A storm front that produced tornadoes, hail and damaging winds across the central Plains and mid-Mississippi Valley marched eastward Thursday after claiming three lives in Missouri.
The front on Wednesday tore through four Midwestern states, damaging dozens of homes and leaving thousands without power.
Moisture from the Gulf of Mexico interacted with the front on Thursday, generating widespread showers and thunderstorms from parts of the Southern Plains to the Great Lakes, Ohio Valley, Tennessee Valley, mid-Atlantic and Northeast.
Wednesday night, at least two tornadoes touched down in Missouri's Adair County, authorities said. In Kirksville, the twister damaged at least 60 buildings and scattered cars and glass across a car dealership. Ten homes were destroyed.

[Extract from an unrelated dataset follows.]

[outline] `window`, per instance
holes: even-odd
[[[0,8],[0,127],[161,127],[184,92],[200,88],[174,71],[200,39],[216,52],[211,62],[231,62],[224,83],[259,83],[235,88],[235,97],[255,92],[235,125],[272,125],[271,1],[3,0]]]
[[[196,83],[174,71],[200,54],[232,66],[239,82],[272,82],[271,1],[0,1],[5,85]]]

A couple living in a modular home died when their home “just exploded” from the force of the wind, said Adair County coroner Brian Noe. Gustavo Ochoa, a 47-year-old Bank of Kirksville vice president, and Alisha Brune, 29, were newly engaged and had bought the home just two weeks ago, Noe said.
To the west in Sullivan County, a 56-year-old woman died when her mobile home was thrown an estimated 40 feet by the storm, said emergency management director Rick Gardner. The woman’s husband, who was working in his wood shop in an adjacent building, survived.
'It was just a blur'
Don Williams rode out the storm in his basement with his wife and four children. He described a “wall of rain shooting sideways” that ripped the roof off his home.
“It just tore everything up,” he said. “It was just a blur. Insulation and trees blowing everywhere. I could see stuff just flying through my house.” The family spent the night in a motel and Williams told his frightened children, “Don’t worry, we’ll get a new house.”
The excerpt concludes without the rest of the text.